At the same time across the City, Elena (Dominique Fishback), a researcher working at that very Museum is trying to determine the origin of a stone bird artifact that more learned colleagues have mislabeled, accidentally triggering its beacon and bringing a convergence of all manner of alien robots, both hostile and only slightly more friendly. Elena’s artifact is a key that can trigger an interstellar gate that can get the Autobots home. It can also bring forth Unicron (Colman Domingo), a mechanical planet-eater with designs on M-class planets. Unicron’s henchmen, the Terrorcons, Scourge (Peter Dinklage), and others -I’m sorry, I couldn’t keep them all straight because I stopped caring – are charged with getting that key and bringing him through. Scourge likes to collect the emblems as trophies for his kills because, sure, why not.
Anyway, they have to go to Peru. Elena helped with that part because she’s all learned and stuff and writes things down. It requires some travel on a B-52 Bomber, Stratosphere (John DiMaggio).
Oh, but wait, just when you think you’ve seen this all before, like in the previous four movies where the Autobots battle Decepticons and other similarly named villains, we’re introduced to the Maximals – which are like the mostly peaceful Autobots, except they’re mechanical animals. There’s a Gorilla, Optimus Primal (Ron Perlman), a Cheetah, Cheetor (Tongayi Chirisa), a Rhino, Rhinex (David Sobolov), and a Hawk, Airazor (Michelle Yeoh). (Pinpoint the moment when Hasbro stopped caring about naming things.)
There is some mild colonization, so brace yourselves.
Everyone meets on the top of a volcano to stop Unicron from coming through and destroying the world. Let the pew-pew begin in earnest.
Is Transformers: Rise of the Beasts awful? No.
Is Transformers: Rise of the Beasts great? Also, no.
It is loud, chaotic entertainment that lasts about 30 minutes too long. I won’t deny that it’s a better-crafted popcorn movie designed to tap into the adolescent in all of us who like watching large creatures beat the crap out of each other.

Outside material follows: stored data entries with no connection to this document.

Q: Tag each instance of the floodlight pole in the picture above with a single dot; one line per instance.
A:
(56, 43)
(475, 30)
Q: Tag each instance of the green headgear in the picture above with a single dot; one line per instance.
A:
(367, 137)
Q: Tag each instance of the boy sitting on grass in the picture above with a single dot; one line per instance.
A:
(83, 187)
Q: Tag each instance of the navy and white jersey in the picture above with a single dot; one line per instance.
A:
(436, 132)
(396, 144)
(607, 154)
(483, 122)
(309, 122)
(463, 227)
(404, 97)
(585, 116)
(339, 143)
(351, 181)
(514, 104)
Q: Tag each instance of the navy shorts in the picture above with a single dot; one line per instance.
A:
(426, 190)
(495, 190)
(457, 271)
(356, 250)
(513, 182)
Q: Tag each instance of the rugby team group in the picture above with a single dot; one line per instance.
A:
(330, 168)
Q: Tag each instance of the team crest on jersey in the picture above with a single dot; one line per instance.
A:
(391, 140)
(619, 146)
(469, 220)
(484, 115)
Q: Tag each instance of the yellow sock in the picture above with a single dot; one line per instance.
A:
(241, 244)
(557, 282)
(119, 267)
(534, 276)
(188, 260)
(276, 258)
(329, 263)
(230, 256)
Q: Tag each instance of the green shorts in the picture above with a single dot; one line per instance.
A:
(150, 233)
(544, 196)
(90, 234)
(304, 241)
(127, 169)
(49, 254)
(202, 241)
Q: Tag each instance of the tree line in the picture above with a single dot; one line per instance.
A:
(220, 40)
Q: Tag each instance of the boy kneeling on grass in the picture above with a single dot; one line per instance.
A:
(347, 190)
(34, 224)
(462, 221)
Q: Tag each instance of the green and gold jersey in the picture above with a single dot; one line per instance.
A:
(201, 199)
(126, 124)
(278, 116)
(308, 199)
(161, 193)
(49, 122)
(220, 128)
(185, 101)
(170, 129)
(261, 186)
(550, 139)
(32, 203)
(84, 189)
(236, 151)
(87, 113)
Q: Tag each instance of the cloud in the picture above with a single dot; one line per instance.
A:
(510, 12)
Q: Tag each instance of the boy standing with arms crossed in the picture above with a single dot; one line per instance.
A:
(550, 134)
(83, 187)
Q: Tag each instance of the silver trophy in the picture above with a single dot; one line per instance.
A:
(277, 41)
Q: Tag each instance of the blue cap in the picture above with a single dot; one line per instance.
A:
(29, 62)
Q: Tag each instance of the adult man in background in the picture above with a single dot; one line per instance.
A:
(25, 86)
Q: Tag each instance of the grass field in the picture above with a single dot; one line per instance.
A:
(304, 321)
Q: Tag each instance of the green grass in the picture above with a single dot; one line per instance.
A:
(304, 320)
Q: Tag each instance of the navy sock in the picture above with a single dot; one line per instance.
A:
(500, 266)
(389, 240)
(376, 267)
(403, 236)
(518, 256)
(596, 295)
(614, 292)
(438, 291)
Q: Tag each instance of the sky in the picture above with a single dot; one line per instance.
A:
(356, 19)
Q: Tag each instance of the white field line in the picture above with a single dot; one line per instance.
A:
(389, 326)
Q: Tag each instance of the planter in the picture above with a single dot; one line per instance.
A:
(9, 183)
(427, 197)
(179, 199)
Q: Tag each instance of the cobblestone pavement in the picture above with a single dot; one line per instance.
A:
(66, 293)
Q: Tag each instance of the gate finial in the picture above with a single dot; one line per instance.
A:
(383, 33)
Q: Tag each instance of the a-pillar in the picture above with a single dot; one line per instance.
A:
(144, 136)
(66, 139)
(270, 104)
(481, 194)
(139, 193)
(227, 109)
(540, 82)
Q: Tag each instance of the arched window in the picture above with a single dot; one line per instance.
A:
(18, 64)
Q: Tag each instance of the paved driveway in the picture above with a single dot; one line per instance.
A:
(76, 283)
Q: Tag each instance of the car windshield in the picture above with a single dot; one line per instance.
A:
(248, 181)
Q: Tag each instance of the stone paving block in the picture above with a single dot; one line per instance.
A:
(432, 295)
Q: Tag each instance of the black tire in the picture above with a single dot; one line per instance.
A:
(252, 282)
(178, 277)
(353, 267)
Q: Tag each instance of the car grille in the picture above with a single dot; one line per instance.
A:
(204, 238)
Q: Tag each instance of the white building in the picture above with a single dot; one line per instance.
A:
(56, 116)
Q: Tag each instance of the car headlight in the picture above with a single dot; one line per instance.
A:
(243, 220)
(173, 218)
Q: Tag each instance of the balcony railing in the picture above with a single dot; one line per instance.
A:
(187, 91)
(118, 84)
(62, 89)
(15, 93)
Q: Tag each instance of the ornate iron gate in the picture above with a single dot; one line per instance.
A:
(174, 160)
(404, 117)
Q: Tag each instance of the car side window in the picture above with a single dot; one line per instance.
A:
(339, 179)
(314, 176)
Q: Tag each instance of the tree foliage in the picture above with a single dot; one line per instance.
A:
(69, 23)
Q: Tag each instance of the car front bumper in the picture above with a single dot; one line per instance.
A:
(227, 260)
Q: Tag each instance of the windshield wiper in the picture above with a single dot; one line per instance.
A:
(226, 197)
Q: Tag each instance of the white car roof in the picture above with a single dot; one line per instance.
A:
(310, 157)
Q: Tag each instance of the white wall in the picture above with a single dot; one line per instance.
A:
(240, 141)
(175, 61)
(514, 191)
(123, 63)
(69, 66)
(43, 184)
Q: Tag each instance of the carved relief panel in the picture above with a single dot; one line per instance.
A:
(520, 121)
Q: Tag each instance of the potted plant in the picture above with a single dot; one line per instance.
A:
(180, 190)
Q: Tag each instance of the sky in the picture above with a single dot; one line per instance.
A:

But there is a lot going on and it adds minutes that pad rather than progress. In an effort to bring humanity to a story where humans stand to lose everything, it is Elena and Noah that provide the critical clues to solving everyone’s dilemma, leaving advanced overpowered technological wonders standing around whining about a missed opportunity home. It’s incongruous and a little silly. Optimus Prime, for all of his constant mistrust of humans, can’t do a whole lot without them and it’s a plot hole exploited in film after film.
Part of the issue is Transformers: Rise of the Beasts has five screenwriters, which is probably four too many considering there isn’t a single sparkling plot point that couldn’t have been pulled from the 98 episodes of the 1984 animated series. It plods along exactly how you think it will, complete with destruction, unrecognized manslaughter, and impossible world-building. Setting aside in-universe easter eggs, a bumping soundtrack, and eye-catching CG, there is extra upon extra and it’s a little exhausting. Do we need to know that Noah is ex-military with a focus on special electronics? Since none of his actions in any way draw upon that experience, probably not. I won’t give away a spoiler, but for it to make sense, you need to stick around for the single mid-credit scene. You will laugh and groan because we all did and ultimately, you might die a little inside.
It’s okay, we’re here for you.
In conclusion (843 words later), Transformers: Rise of the Beasts is a Michael Bay film with lots of explosions, some tender humanity, senselessly cruel robotic deaths, and Pete Davidson, which depending on how you fall either helps or hinders. At 127 minutes, it’s overlong but necessary if Hasbro thinks it wants to launch a franchise with action-figure tie-ins.
Hasbro – please don’t.
Transformers: Rise of the Beasts is a popcorn movie, so eat some sugary cereal, bring your inner 10-year-old, or borrow one, I won’t tell, and relive your childhood Saturday mornings with an open heart and empty head. You’ll have more fun that way.
Transformers: Rise of the Beasts (2023) is rated PG-13 for mild swears, explosions, deaths (or permanent deactivations, I dunno know how it works), exploitation of indigenous peoples, destruction of a few bridges and buildings, and veiled racism.